Reputation: 123450
I have XML shaped like the following:
<?xml version="1.0" encoding="UTF-8"?>
<feed xmlns="http://www.w3.org/2005/Atom" xmlns:openSearch="http://a9.com/-/spec/opensearch/1.1/" xmlns:docs="http://schemas.google.com/docs/2007" xmlns:batch="http://schemas.google.com/gdata/batch"
<entry gd:etag=""HxYZGQVeHyt7ImBr"">
<title>Some document title I wish to find</title>
I have many entry elements, each which contains a title element. I wish to find which entry contains a title element with particular element text.
I can iterate over each item perfectly with the following code:
entry = './/{http://www.w3.org/2005/Atom}entry'
document_nodes = document_feed_xml.findall(entry)
for document_node in document_nodes:
logging.warn('entry item found!')
logging.warn(pretty_print(document_node))
logging.warn('-'*80)
This works, returning:
WARNING:root:--------------------------------------------------------------------------------
WARNING:root:entry item found!
<ns0:entry ns1:etag=""HxdWRh4MGit7ImBr"" xmlns:ns0="http://www.w3.org/2005/Atom" xmlns:ns1="http://schemas.google.com/g/2005">
<ns0:title>
Some document title
</ns0:title>
</ns0:entry>
So now I'd like to look for a 'title' element in this branch of the tree. if I look for:
title = './/{http://www.w3.org/2005/Atom}title'
title_nodes = document_node.findall(title)
for title_node in title_nodes:
logging.warn('yaaay')
logging.warn(title_node.text)
if not title_nodes:
raise ValueError('Could not find any title elements in this entry')
Edit: I originally had 'document_node[0].findall' from some debugging.
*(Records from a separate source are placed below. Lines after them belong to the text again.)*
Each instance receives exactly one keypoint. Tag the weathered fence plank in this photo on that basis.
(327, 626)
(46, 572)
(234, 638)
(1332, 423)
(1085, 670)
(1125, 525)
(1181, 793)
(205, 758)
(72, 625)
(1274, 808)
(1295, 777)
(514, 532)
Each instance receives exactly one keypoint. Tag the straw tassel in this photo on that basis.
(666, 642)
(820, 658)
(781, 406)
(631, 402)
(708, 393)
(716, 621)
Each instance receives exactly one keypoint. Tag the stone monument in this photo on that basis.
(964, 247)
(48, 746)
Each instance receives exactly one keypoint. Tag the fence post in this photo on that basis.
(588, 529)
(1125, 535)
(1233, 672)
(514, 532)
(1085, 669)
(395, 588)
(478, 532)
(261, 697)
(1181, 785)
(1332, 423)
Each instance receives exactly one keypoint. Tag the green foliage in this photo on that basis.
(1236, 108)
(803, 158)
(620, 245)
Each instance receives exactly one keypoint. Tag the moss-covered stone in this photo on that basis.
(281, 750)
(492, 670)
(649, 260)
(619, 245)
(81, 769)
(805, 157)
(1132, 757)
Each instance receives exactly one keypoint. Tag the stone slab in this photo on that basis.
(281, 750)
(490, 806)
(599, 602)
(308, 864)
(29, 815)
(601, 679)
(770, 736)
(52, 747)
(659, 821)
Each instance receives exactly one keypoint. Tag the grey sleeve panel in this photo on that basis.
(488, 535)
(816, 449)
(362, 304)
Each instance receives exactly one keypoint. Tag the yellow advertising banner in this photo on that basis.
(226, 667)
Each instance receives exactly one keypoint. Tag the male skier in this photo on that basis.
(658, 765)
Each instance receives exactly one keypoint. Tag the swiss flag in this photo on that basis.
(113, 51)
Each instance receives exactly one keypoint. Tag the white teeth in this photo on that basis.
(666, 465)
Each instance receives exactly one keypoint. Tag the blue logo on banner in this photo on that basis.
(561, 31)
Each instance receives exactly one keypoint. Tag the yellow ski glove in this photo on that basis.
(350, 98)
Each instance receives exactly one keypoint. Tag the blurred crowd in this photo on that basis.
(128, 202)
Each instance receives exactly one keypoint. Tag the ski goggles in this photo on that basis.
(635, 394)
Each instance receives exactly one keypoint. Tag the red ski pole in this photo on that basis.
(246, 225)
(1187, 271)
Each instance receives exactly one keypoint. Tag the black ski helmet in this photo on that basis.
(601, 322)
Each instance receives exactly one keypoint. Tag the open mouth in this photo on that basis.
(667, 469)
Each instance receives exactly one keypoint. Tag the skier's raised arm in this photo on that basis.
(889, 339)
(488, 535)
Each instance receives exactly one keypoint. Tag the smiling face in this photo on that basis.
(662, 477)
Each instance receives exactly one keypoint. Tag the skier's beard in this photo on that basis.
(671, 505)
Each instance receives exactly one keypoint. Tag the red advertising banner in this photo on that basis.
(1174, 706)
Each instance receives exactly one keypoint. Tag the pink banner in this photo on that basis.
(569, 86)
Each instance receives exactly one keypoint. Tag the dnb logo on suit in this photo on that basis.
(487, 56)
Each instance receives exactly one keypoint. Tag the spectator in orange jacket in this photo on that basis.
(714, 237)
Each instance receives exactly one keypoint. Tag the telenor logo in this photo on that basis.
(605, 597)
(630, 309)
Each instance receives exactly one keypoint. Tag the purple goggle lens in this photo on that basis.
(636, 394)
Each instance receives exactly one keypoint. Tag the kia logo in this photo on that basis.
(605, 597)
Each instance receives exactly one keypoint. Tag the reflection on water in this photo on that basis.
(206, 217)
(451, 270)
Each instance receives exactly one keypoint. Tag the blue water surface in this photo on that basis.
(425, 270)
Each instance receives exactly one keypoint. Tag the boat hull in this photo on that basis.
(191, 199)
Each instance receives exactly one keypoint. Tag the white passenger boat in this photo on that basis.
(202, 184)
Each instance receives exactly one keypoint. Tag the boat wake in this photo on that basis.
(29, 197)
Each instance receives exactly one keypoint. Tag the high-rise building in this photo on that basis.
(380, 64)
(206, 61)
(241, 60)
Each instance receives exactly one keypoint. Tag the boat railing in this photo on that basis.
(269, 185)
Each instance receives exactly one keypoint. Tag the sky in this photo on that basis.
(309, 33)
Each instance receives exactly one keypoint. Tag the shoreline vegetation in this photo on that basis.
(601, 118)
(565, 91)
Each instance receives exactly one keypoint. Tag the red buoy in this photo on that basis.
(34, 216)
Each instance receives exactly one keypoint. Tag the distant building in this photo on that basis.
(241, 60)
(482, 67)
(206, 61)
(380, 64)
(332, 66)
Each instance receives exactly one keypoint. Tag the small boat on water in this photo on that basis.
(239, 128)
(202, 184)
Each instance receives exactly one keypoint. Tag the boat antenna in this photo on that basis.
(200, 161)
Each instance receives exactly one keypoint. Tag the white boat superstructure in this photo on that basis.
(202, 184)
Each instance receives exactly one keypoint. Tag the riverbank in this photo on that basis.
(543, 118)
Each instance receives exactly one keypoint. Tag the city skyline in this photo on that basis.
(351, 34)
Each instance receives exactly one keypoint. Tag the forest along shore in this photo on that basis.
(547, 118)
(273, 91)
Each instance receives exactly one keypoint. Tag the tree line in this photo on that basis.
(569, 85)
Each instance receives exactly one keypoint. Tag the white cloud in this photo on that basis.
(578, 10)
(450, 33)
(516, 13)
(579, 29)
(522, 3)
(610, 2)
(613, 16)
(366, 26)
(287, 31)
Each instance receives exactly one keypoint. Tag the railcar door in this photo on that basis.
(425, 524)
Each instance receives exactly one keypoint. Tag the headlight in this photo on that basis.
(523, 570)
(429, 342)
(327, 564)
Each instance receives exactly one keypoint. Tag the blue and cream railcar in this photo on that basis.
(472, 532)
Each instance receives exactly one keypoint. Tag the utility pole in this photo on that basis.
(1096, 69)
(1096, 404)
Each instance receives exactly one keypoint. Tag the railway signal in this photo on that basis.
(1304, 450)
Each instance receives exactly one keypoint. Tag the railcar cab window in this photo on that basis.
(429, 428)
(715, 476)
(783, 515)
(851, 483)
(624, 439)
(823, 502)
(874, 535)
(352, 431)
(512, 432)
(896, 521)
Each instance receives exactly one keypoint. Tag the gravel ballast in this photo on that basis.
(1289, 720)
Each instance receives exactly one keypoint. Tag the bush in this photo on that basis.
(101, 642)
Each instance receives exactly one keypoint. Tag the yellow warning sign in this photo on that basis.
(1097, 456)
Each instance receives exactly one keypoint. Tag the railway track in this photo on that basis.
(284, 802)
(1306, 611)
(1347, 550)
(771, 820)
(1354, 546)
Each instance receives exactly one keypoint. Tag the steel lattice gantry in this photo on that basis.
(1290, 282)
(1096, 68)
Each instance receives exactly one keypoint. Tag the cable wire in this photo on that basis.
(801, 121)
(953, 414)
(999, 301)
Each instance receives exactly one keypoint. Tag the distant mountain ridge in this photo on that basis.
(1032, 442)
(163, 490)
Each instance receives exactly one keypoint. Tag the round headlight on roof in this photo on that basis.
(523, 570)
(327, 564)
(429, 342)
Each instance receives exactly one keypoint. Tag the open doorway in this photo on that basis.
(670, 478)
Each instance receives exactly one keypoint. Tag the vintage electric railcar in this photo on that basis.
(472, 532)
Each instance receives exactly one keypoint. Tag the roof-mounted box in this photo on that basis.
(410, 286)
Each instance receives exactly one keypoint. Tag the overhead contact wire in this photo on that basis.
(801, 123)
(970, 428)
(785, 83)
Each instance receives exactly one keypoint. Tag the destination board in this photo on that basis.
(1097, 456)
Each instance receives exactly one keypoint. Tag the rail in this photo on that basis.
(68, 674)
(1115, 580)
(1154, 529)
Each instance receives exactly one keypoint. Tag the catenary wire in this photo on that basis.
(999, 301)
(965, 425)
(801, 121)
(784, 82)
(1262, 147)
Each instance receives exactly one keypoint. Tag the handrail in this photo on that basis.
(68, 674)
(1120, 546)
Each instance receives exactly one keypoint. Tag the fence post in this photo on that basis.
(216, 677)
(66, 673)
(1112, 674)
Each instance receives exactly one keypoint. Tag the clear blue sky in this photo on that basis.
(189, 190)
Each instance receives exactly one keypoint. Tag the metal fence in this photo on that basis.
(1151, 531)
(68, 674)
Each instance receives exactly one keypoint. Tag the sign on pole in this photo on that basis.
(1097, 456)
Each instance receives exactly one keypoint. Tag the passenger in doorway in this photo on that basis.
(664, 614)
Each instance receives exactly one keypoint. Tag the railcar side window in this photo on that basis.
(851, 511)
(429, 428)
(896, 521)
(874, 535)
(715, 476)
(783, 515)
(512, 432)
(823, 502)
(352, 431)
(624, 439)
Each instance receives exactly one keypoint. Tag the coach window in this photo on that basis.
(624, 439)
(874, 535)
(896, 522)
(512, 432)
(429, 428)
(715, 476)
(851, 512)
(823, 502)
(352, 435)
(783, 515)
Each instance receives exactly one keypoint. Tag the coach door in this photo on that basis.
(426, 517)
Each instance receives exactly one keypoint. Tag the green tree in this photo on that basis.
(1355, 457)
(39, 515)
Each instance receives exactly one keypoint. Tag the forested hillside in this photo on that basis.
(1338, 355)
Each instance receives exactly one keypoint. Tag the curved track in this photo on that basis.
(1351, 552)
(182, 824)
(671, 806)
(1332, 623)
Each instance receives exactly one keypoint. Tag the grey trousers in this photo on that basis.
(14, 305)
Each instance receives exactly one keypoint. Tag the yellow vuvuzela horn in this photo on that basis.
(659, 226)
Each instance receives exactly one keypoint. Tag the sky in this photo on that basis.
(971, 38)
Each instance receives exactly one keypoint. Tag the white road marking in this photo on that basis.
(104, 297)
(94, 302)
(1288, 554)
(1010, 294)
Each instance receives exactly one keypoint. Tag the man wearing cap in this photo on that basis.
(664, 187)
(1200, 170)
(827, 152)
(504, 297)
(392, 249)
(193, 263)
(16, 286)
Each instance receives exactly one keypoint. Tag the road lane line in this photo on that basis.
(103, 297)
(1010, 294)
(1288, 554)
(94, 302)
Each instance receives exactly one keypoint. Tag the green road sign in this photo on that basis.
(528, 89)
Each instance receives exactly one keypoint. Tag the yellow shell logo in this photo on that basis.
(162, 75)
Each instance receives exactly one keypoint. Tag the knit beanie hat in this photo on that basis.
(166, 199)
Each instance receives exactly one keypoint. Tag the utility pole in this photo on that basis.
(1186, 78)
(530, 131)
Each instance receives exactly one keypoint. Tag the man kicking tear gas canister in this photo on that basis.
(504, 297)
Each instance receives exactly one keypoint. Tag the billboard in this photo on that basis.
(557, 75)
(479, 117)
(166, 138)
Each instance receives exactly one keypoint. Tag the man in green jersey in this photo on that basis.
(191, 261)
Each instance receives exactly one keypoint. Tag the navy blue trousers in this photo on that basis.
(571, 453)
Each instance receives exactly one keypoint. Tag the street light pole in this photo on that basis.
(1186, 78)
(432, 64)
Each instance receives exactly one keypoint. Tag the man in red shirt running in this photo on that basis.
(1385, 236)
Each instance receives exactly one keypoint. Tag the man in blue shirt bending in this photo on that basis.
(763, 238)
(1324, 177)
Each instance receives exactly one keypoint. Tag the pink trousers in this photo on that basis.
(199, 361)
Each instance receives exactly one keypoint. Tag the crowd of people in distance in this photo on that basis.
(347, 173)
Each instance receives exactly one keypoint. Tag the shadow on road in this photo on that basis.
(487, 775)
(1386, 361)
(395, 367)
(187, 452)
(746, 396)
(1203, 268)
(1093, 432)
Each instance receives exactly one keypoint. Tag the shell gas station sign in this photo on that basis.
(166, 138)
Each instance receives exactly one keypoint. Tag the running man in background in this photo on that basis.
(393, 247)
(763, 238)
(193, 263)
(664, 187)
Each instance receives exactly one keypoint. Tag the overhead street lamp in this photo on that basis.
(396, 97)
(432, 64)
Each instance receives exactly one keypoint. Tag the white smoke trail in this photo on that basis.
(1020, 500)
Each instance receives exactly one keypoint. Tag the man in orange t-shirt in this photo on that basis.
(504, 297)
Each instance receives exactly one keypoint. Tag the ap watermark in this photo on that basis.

Removing this, the code above works. This was the cause of the error - thanks the the gent below for spotting this!
This raises the error for no title nodes.
These results seem odd, as: - I can clearly see that element, with that namespace, in the document - I can even run findall() for title directly, using that namespace, and see the results
I've wondered about the possibility of findall() returning objects that are of a different class from it's input, however running 'type' on either object merely returns 'instance' as the type. Quality programming there ElementTree.
Although LXML has better documentation, better xpath support, and better code, for technical reasons, I cannot use LXML, so I am forced to use ElementTree.
Upvotes: 0
Views: 297
Reputation: 32094
The problem is that document_node[0]
in your code already references the title
element, and looking through its children returns nothing.